In this article, we are going to see how to solve the Count and Say sequence in C++? This problem is one of the top interview problems that can be featured in top company coding rounds.
Submitted by Radib Kar, on January 09, 2019

Problem statement:

The count-and-say sequence is the sequence of integers with the first five terms as following:

  1. 1
  2. 11
  3. 21
  4. 1211
  5. 111221

1 is read off as "one 1" or 11.

11 is read off as "two 1s" or 21.

21 is read off as "one 2, then one 1" or 1211.

That means every integer (repeated continuously) is read off with its count value.

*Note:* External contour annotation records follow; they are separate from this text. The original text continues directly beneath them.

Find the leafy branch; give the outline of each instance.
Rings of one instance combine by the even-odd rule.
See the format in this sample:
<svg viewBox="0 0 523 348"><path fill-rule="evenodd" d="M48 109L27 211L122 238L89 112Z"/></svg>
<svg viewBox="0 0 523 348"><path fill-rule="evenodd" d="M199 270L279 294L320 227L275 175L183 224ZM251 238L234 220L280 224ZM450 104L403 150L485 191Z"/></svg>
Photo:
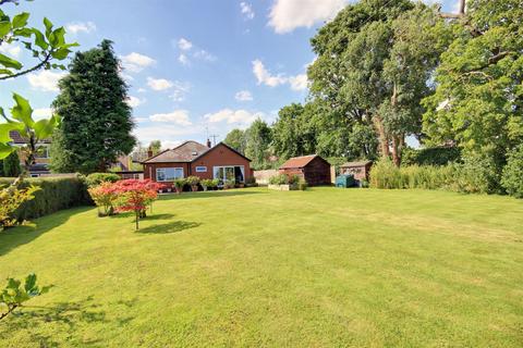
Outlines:
<svg viewBox="0 0 523 348"><path fill-rule="evenodd" d="M32 273L25 277L24 286L22 282L14 278L8 278L8 285L0 293L0 307L4 307L5 311L0 312L0 320L11 314L15 309L23 306L24 302L34 297L46 294L50 286L39 287L36 283L36 274Z"/></svg>
<svg viewBox="0 0 523 348"><path fill-rule="evenodd" d="M0 4L5 3L4 1ZM19 13L11 18L0 10L0 45L21 42L34 58L39 60L32 67L24 69L20 61L0 53L0 80L15 78L40 69L65 70L63 64L52 63L52 61L65 60L71 53L70 48L78 46L76 42L65 42L65 29L63 27L54 29L53 24L47 17L44 18L44 33L35 27L29 27L28 18L29 13L27 12Z"/></svg>

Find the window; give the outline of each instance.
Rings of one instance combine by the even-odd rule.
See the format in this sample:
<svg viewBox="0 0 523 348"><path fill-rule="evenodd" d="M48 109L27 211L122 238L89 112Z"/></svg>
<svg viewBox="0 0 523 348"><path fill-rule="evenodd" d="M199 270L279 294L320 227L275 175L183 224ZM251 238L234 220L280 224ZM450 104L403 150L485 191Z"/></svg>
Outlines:
<svg viewBox="0 0 523 348"><path fill-rule="evenodd" d="M35 158L37 159L48 159L49 158L49 147L40 145L36 148Z"/></svg>
<svg viewBox="0 0 523 348"><path fill-rule="evenodd" d="M212 170L215 178L219 178L222 183L223 181L235 181L236 183L243 183L245 181L245 170L243 165L215 166Z"/></svg>
<svg viewBox="0 0 523 348"><path fill-rule="evenodd" d="M173 182L183 177L183 167L158 167L156 170L157 182Z"/></svg>

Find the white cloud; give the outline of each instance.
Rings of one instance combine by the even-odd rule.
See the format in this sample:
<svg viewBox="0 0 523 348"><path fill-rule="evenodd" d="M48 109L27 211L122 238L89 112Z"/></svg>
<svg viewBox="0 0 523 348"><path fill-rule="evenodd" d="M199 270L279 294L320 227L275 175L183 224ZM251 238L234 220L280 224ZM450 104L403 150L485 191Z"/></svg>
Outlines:
<svg viewBox="0 0 523 348"><path fill-rule="evenodd" d="M250 3L240 2L240 11L242 11L242 14L246 20L254 18L253 7Z"/></svg>
<svg viewBox="0 0 523 348"><path fill-rule="evenodd" d="M77 33L93 33L96 30L96 25L93 22L73 22L66 25L68 33L71 32L73 34Z"/></svg>
<svg viewBox="0 0 523 348"><path fill-rule="evenodd" d="M180 63L182 63L183 65L188 65L191 62L187 58L187 55L181 53L179 57L178 57L178 60Z"/></svg>
<svg viewBox="0 0 523 348"><path fill-rule="evenodd" d="M183 37L178 40L178 48L181 49L182 51L188 51L193 47L193 42L191 42L187 39L184 39Z"/></svg>
<svg viewBox="0 0 523 348"><path fill-rule="evenodd" d="M52 115L51 108L39 108L39 109L33 110L33 119L35 119L35 121L49 119L51 115Z"/></svg>
<svg viewBox="0 0 523 348"><path fill-rule="evenodd" d="M289 77L289 84L293 90L304 90L307 89L308 80L307 74L300 74L296 76Z"/></svg>
<svg viewBox="0 0 523 348"><path fill-rule="evenodd" d="M348 0L275 0L269 25L278 34L297 27L312 27L315 23L332 18Z"/></svg>
<svg viewBox="0 0 523 348"><path fill-rule="evenodd" d="M262 112L253 113L246 110L223 109L215 113L208 113L204 115L204 119L210 123L227 122L228 124L231 124L231 123L250 124L257 117L263 117L263 116L264 116L264 113Z"/></svg>
<svg viewBox="0 0 523 348"><path fill-rule="evenodd" d="M173 86L173 83L165 78L147 77L147 86L154 90L166 90Z"/></svg>
<svg viewBox="0 0 523 348"><path fill-rule="evenodd" d="M216 55L210 54L206 50L196 51L194 52L193 57L197 59L203 59L204 61L209 61L209 62L216 61Z"/></svg>
<svg viewBox="0 0 523 348"><path fill-rule="evenodd" d="M147 55L132 52L122 57L123 67L133 73L139 73L145 67L156 63L156 61Z"/></svg>
<svg viewBox="0 0 523 348"><path fill-rule="evenodd" d="M239 101L251 101L253 100L253 95L248 90L240 90L234 95L234 99Z"/></svg>
<svg viewBox="0 0 523 348"><path fill-rule="evenodd" d="M39 73L32 73L27 75L29 85L35 89L44 91L58 91L58 80L65 76L65 73L53 73L44 70Z"/></svg>
<svg viewBox="0 0 523 348"><path fill-rule="evenodd" d="M295 76L284 76L283 74L272 75L257 59L253 61L253 73L256 76L258 85L266 85L269 87L277 87L289 84L293 90L303 90L307 88L307 75L300 74Z"/></svg>
<svg viewBox="0 0 523 348"><path fill-rule="evenodd" d="M145 99L139 99L137 97L129 96L129 98L127 98L127 104L131 108L137 108L141 104L143 104L144 102L145 102Z"/></svg>
<svg viewBox="0 0 523 348"><path fill-rule="evenodd" d="M0 53L9 54L14 58L19 58L21 51L22 49L20 48L20 46L5 45L5 44L3 46L0 46Z"/></svg>
<svg viewBox="0 0 523 348"><path fill-rule="evenodd" d="M283 85L287 79L283 75L271 75L267 69L265 69L264 63L260 60L253 61L253 73L258 80L258 85L264 84L270 87L276 87L278 85Z"/></svg>
<svg viewBox="0 0 523 348"><path fill-rule="evenodd" d="M169 113L156 113L149 116L153 122L174 123L181 126L190 126L192 122L188 120L187 110L174 110Z"/></svg>
<svg viewBox="0 0 523 348"><path fill-rule="evenodd" d="M188 90L191 89L191 85L188 83L180 83L175 80L172 86L172 92L169 96L174 101L182 101L185 99Z"/></svg>

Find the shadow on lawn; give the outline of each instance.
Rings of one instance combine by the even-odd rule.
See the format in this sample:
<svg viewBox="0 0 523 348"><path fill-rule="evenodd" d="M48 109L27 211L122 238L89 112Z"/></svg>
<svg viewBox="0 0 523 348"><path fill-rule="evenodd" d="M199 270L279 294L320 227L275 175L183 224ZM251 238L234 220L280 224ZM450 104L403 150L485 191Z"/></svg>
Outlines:
<svg viewBox="0 0 523 348"><path fill-rule="evenodd" d="M248 196L248 195L266 195L266 192L233 189L233 190L217 190L217 191L183 192L181 195L166 194L166 195L161 195L160 199L171 200L171 199L222 198L222 197Z"/></svg>
<svg viewBox="0 0 523 348"><path fill-rule="evenodd" d="M93 207L66 209L47 216L35 219L32 221L31 225L16 226L0 231L0 256L4 256L11 250L33 241L46 232L65 223L74 214L90 209L93 209Z"/></svg>
<svg viewBox="0 0 523 348"><path fill-rule="evenodd" d="M115 303L115 306L124 306L129 309L135 302L136 300L131 300ZM109 322L106 319L106 312L100 307L101 304L94 302L93 296L76 302L58 302L41 307L27 306L4 320L5 322L0 325L0 338L17 331L24 331L40 347L61 347L64 334L68 341L73 345L99 345L101 339L85 340L82 328L95 323L107 324ZM122 311L122 313L125 312L129 311ZM122 318L118 322L124 324L133 319ZM60 336L62 338L57 339Z"/></svg>
<svg viewBox="0 0 523 348"><path fill-rule="evenodd" d="M168 214L166 214L168 215ZM149 217L146 217L149 220ZM141 228L136 231L136 233L141 234L168 234L168 233L177 233L188 228L195 228L200 226L202 224L198 222L190 222L190 221L174 221L162 225L153 225Z"/></svg>

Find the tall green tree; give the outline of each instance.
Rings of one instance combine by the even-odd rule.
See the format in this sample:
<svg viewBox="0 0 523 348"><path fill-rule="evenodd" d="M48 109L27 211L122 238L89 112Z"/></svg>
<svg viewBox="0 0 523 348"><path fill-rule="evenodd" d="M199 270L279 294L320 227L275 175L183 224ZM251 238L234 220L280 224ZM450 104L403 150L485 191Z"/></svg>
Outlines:
<svg viewBox="0 0 523 348"><path fill-rule="evenodd" d="M227 134L223 142L226 142L240 153L245 154L246 140L247 139L245 138L245 132L239 128L234 128Z"/></svg>
<svg viewBox="0 0 523 348"><path fill-rule="evenodd" d="M399 164L405 136L421 130L419 100L430 94L447 37L436 8L409 0L350 4L312 39L318 54L308 70L312 95L349 138L374 126L381 154L392 149Z"/></svg>
<svg viewBox="0 0 523 348"><path fill-rule="evenodd" d="M255 170L268 167L268 157L272 134L269 125L262 119L257 119L245 130L246 146L245 156L250 158Z"/></svg>
<svg viewBox="0 0 523 348"><path fill-rule="evenodd" d="M150 141L149 150L153 151L153 154L158 154L161 150L161 141L160 140Z"/></svg>
<svg viewBox="0 0 523 348"><path fill-rule="evenodd" d="M2 172L3 176L8 177L16 177L22 174L17 151L11 152L5 159L3 159Z"/></svg>
<svg viewBox="0 0 523 348"><path fill-rule="evenodd" d="M502 165L523 142L522 18L520 0L467 1L436 71L436 94L424 100L429 144L489 152Z"/></svg>
<svg viewBox="0 0 523 348"><path fill-rule="evenodd" d="M119 156L136 144L131 132L131 108L125 102L127 86L119 74L120 62L112 42L75 54L70 74L61 79L60 95L53 102L63 115L53 156L57 172L71 169L81 173L105 172Z"/></svg>

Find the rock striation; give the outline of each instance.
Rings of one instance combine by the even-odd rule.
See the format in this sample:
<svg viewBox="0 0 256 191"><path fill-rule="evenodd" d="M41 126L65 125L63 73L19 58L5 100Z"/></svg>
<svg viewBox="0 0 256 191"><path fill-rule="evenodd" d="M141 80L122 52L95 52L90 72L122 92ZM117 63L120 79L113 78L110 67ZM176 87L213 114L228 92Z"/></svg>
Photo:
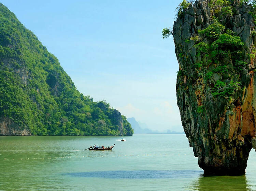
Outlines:
<svg viewBox="0 0 256 191"><path fill-rule="evenodd" d="M238 1L218 7L199 0L174 22L177 105L205 174L243 174L256 150L254 13Z"/></svg>

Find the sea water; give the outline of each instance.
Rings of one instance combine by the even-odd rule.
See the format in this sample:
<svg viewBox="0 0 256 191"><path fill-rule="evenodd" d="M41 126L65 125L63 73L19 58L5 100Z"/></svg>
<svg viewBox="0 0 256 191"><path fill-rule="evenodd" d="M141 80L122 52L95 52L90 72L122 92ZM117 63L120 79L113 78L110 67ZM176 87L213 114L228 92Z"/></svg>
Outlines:
<svg viewBox="0 0 256 191"><path fill-rule="evenodd" d="M204 177L185 135L123 138L0 136L0 190L256 190L254 150L245 175Z"/></svg>

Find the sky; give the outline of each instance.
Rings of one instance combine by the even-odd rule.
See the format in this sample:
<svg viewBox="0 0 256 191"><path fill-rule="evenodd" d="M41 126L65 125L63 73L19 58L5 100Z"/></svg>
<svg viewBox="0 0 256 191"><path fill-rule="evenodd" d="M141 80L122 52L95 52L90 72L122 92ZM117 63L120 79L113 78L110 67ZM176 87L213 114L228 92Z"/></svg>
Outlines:
<svg viewBox="0 0 256 191"><path fill-rule="evenodd" d="M181 0L2 0L77 89L153 130L182 132L172 27Z"/></svg>

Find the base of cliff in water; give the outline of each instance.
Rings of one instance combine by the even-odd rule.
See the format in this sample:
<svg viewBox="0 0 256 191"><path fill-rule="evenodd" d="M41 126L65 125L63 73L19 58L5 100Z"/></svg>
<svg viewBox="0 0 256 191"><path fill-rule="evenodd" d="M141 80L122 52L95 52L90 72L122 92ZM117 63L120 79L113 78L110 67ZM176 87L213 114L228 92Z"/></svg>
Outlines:
<svg viewBox="0 0 256 191"><path fill-rule="evenodd" d="M256 10L229 2L182 8L172 33L177 104L205 175L244 174L256 148Z"/></svg>

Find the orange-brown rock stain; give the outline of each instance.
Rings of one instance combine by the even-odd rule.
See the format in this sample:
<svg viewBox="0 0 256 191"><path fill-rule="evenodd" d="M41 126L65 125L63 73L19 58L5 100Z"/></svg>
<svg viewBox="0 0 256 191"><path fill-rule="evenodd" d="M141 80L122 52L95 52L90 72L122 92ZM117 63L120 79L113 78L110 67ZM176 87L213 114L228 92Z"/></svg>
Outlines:
<svg viewBox="0 0 256 191"><path fill-rule="evenodd" d="M255 134L255 114L252 101L253 100L253 97L256 95L253 95L254 74L253 72L250 73L252 76L250 84L247 88L246 95L243 95L243 104L242 106L242 127L241 135L243 137L247 135L253 137Z"/></svg>
<svg viewBox="0 0 256 191"><path fill-rule="evenodd" d="M197 105L202 106L203 104L202 103L202 96L201 95L200 90L198 89L195 92L196 96L197 97Z"/></svg>
<svg viewBox="0 0 256 191"><path fill-rule="evenodd" d="M240 128L241 124L241 105L239 105L233 109L234 115L229 115L228 116L229 119L229 133L228 135L229 139L232 139L235 133L237 132L237 129Z"/></svg>

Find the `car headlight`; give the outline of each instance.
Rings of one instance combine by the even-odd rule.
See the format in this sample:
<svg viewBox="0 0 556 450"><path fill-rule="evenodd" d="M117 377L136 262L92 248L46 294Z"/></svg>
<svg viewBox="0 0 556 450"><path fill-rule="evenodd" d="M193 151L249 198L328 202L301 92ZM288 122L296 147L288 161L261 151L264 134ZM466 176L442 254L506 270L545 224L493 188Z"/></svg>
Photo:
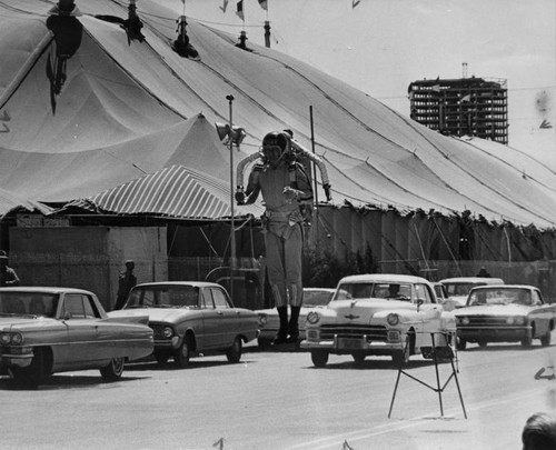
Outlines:
<svg viewBox="0 0 556 450"><path fill-rule="evenodd" d="M11 336L11 344L21 346L21 343L23 343L23 336L21 333L13 333Z"/></svg>
<svg viewBox="0 0 556 450"><path fill-rule="evenodd" d="M268 316L267 314L259 314L259 326L265 327L268 322Z"/></svg>
<svg viewBox="0 0 556 450"><path fill-rule="evenodd" d="M390 312L387 317L386 317L386 321L388 322L388 324L390 327L396 327L398 323L399 323L399 316L396 314L395 312Z"/></svg>
<svg viewBox="0 0 556 450"><path fill-rule="evenodd" d="M8 346L10 343L10 333L1 333L0 334L0 344Z"/></svg>
<svg viewBox="0 0 556 450"><path fill-rule="evenodd" d="M456 324L469 324L469 318L465 316L457 317Z"/></svg>
<svg viewBox="0 0 556 450"><path fill-rule="evenodd" d="M514 321L515 321L515 324L525 324L525 323L527 323L527 320L523 316L516 317L514 319Z"/></svg>
<svg viewBox="0 0 556 450"><path fill-rule="evenodd" d="M21 333L1 333L0 344L2 346L21 346L23 336Z"/></svg>
<svg viewBox="0 0 556 450"><path fill-rule="evenodd" d="M318 312L316 312L316 311L310 311L310 312L307 314L307 322L309 322L310 324L315 324L315 323L317 323L319 320L320 320L320 316L319 316L319 314L318 314Z"/></svg>

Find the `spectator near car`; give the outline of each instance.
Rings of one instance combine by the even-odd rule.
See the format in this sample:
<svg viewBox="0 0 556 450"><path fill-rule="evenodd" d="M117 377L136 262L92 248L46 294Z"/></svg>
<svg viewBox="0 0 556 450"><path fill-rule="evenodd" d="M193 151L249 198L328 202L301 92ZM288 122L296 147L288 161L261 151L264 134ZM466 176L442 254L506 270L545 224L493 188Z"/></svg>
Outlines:
<svg viewBox="0 0 556 450"><path fill-rule="evenodd" d="M122 270L118 276L118 294L113 309L122 309L126 304L129 291L137 284L137 277L133 273L136 267L135 261L126 261L126 270Z"/></svg>
<svg viewBox="0 0 556 450"><path fill-rule="evenodd" d="M546 412L530 416L522 431L523 450L556 449L556 417Z"/></svg>
<svg viewBox="0 0 556 450"><path fill-rule="evenodd" d="M16 271L8 266L9 258L6 251L0 251L0 287L19 286L19 277Z"/></svg>

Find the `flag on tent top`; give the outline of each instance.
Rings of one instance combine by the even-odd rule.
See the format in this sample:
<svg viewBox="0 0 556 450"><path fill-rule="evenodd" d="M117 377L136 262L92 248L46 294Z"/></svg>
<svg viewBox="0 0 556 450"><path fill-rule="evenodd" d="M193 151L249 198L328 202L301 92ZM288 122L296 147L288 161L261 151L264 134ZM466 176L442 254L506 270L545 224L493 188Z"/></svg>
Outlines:
<svg viewBox="0 0 556 450"><path fill-rule="evenodd" d="M244 0L239 0L236 9L236 14L245 21L245 16L244 16Z"/></svg>

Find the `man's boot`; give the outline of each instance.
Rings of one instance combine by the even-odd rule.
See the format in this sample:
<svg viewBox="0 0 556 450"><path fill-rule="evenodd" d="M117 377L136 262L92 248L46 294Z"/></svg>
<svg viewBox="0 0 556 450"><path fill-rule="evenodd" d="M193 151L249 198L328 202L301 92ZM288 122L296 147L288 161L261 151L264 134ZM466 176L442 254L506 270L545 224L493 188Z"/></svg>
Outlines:
<svg viewBox="0 0 556 450"><path fill-rule="evenodd" d="M278 317L280 318L280 329L272 341L272 346L286 343L288 338L288 307L277 307L276 309L278 310Z"/></svg>
<svg viewBox="0 0 556 450"><path fill-rule="evenodd" d="M289 318L289 327L288 327L288 342L297 343L299 339L299 311L301 307L291 307L291 316Z"/></svg>

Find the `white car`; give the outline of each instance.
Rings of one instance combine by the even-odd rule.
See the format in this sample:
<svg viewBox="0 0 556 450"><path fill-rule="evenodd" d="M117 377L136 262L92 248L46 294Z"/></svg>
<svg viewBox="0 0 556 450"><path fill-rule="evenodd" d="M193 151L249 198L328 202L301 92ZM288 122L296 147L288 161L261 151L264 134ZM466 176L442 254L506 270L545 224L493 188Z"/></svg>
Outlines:
<svg viewBox="0 0 556 450"><path fill-rule="evenodd" d="M476 286L504 284L502 278L487 277L445 278L440 282L446 288L446 293L448 294L448 300L444 303L446 311L465 307L469 291Z"/></svg>
<svg viewBox="0 0 556 450"><path fill-rule="evenodd" d="M316 367L332 354L390 356L403 366L423 347L447 346L456 324L453 312L437 301L433 284L404 274L358 274L342 278L328 306L307 316L306 339Z"/></svg>

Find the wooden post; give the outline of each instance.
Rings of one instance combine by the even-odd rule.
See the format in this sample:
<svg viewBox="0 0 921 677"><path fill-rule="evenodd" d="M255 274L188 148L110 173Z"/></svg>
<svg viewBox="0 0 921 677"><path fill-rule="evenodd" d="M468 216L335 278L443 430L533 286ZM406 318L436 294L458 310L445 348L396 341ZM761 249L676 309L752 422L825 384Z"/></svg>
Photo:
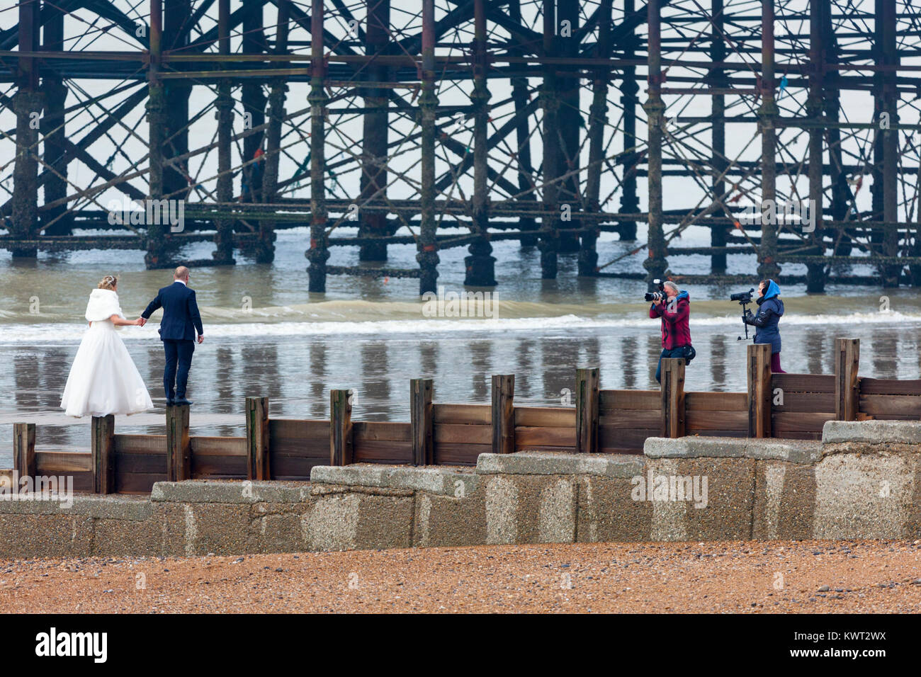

For a given n, Print the count and say sequence.

Examples

For n=0
It's a blank string
-------------------------

For n=1
Its "1"
-------------------------

For n=2, we need to evaluate the previous string which is for n=1
For n=1
"1"
So one "1"
Thus For n=2
"11"
-------------------------

Needless to say for n=3
Evaluating n=2 results in two "1"->"21"
So on...

Solution:

Pre-requisite:

to_string function: In C++ we have an in-build function which converts a numerical value to its string representation. Like 1 is converted to "1" (the first 1 is of int datatype, while the second is of string datatype).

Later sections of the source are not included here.